Puluhan karyawan dan direksi PT Mulia Persada Pacific (MPPC) selaku pengelola gedung sempat dibuat ketakutan.
"Dia bertindak tanpa surat perintah pimpinan. Saya pertanyakan sprint dan dasar hukum, ditertawakan dan dijawab tidak perlu. Kalau maunya sprint saya bikinkan, luar biasa arogan dan menginjak-injak hukum," ujar kuasa hukum PT MPPC Fredrich Yunadi saat berbincang dengan wartawan, Kamis (10/7)
Saat itu, diperkirakan ada 500 personil yang dikerahkan Kapolres dalam proses eksekusi. Ratusan personil itu terdiri dari tim gegana dan pasukan Brimob. Selain itu juga ada dua anjing pelacak, satu unit water conon, dan truk penjinak bom.
"Mereka masuk secara paksa ke dalam gedung secara paksa, kamar direksi, mengusir seluruh karyawan dan karyawati," bebernya.
Fredrich pun mempertanyakan dasar hukum dari proses eksekusi itu.
"Polri bukan anak buah ketua pengadilan, bukan asal diperintah disuruh dengan melanggar hukum, apalagi tanpa sprint mengerahkan 500 lebih pasukan di masa genting menjelang Pilpres," protesnya.
Untuk diketahui, Juru Sita Pengadilan Negeri Jakarta Pusat melaksanakan eksekusi gedung BRI II, Jalan Jenderal Sudirman No. 44-46, Jakarta Pusat, Selasa (8/7). Eksekusi terkait putusan Peninjauan Kembali (PK) No 247/PK/PDT/2013 tanggal 24 juli 2013 atas gugatan pengelola gedung BRI II antara PT BRI dan Dana Pensiunan BRI melawan PT MPPC. Di mana, dalam putusan PK itu berbunyi PT MPPC harus menyerahkan gedung BRI II, gedung Parkir dengan seluruh fasilitas yang ada beserta hak pengelolaannya kepada BRI melalui Dapen BRI.
Fredrich menilai rilis pemberitahuan eksekusi itu sarat dengan kejanggalan. Pasalnya, hanya diteken oleh Juru Sita dan bukannya Ketua PN Jakpus. Tak hanya itu, dalam rilis ditulis bahwa eksekusi harus dilakukan bila perlu dengan paksaan.
"Ini kan berarti ada permainan," tengarainya.
Menurut Fredrich, tidak selayaknya eksekusi itu dilakukan karena berdasar putusan PK tersebut, pihak PT MPPC melakukan upaya gugatan lain. Gugatan pertama atas putusan PK No 247/PK/PDT/2013 dan gugatan kedua soal Dapen BRI yang telah melakukan wanprestasi.

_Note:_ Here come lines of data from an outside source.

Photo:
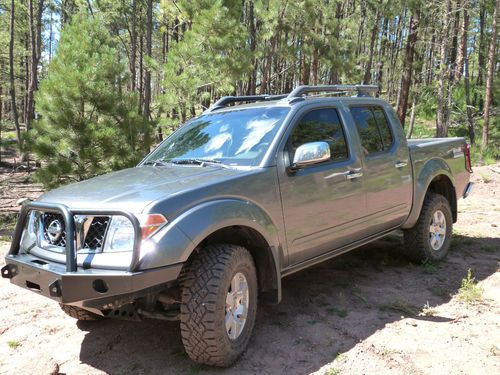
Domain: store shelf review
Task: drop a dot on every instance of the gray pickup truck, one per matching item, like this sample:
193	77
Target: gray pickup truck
233	201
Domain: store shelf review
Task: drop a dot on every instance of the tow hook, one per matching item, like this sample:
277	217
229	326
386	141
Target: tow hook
9	271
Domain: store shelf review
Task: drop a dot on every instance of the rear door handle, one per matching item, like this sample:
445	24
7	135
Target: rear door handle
355	173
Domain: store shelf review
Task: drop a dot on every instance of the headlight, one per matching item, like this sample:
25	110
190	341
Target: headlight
120	235
28	238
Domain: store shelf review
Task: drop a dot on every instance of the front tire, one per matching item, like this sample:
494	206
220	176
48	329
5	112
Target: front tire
218	304
430	238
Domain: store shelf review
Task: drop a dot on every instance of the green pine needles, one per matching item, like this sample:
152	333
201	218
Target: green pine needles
87	125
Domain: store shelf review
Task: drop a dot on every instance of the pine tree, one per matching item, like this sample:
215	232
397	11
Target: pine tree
88	126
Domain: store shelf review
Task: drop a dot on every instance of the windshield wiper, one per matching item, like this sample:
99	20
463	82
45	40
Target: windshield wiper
156	163
200	162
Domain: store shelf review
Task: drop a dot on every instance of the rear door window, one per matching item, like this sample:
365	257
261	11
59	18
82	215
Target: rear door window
373	128
320	125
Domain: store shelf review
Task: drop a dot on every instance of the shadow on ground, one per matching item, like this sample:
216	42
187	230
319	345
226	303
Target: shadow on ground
325	310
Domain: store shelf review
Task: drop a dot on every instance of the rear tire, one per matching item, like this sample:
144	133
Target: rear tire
430	238
218	286
79	313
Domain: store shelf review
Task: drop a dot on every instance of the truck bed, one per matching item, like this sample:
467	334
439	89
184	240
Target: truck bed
449	150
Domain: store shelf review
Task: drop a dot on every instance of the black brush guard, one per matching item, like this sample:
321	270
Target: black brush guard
89	288
69	221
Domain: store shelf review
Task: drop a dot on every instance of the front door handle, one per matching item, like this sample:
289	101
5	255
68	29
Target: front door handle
356	173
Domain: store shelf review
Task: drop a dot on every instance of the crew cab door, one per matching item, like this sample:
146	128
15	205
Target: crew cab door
321	202
386	164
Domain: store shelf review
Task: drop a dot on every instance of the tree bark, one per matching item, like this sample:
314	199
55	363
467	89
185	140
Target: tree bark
412	118
146	110
489	76
480	52
468	106
368	69
462	50
12	89
441	124
35	30
408	66
133	47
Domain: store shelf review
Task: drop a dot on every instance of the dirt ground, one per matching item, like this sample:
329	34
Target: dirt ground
366	312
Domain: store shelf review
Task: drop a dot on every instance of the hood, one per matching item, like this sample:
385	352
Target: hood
135	188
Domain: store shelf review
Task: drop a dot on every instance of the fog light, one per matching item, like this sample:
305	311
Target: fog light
100	286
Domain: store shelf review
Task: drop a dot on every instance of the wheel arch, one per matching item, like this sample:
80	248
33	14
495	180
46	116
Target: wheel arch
435	176
230	221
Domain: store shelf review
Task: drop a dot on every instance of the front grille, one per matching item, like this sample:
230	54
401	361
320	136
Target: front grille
95	235
54	229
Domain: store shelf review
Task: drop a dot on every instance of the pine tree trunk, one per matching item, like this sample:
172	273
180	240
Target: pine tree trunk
133	47
383	48
412	118
441	124
253	46
462	50
480	52
489	76
368	69
35	29
408	66
146	110
470	119
12	89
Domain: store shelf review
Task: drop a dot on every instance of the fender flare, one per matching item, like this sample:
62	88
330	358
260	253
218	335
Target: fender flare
426	174
177	241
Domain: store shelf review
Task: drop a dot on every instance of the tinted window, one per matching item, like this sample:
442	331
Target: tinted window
383	127
373	128
238	137
320	125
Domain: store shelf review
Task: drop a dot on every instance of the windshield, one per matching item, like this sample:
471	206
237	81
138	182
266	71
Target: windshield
239	137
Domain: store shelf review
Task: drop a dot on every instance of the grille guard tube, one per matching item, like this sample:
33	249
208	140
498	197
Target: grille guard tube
69	221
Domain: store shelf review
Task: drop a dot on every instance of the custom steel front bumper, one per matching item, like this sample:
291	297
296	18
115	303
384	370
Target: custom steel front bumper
69	284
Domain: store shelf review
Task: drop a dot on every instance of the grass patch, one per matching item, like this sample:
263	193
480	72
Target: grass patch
400	307
469	291
339	312
490	248
486	178
427	310
13	344
332	371
8	221
439	291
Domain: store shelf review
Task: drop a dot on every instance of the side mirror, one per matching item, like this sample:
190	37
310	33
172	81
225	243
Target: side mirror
310	153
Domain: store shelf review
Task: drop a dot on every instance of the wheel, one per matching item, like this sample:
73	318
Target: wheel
218	304
79	313
429	239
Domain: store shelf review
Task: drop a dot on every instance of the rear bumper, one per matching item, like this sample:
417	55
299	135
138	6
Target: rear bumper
468	189
100	289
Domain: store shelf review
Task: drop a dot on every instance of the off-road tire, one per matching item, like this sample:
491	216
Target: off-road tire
205	283
79	313
416	240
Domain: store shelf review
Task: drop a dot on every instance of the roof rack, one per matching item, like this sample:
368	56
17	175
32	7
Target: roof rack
362	90
225	100
297	93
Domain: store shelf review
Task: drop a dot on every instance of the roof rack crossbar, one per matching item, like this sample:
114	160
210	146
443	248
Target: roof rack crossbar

"Putusanya sudah diputus 1 Juli 2014 menyatakan menghukum BRI membayar ganti rugi 64 juta dolar AS. Jadi kita mengajukan beberapa gugatan dan kita dimenangkan. Dalam hal ini suatu putusan bila masih ada upaya hukum acara itu maka tidak bisa dieksekusi," paparnya.
Perkara ini bermula saat Yayasan Dapen BRI yang memiliki sebidang tanah lalu ingin membangun gedung. Kemudian terjadilah perjanjian Build, Operate, Transfer (BOT) antara BRI, Dapen BRI dan PT MPPC. Perjanjian tersebut berlaku hingga tahun 2022.
"Klien kami sudah membangun gedung BRI II. Tapi ketika akan membangun BRI III ada surat daripada Pemda yang tak memberikan izin. Kalau sekarang pemerintah menolak apa ini perbuatan melawan hukum. Kita tiap tahun juga membayar 1.250 juta dolar sampe 2013 kita bayar sesuai perjanjian," terangnya.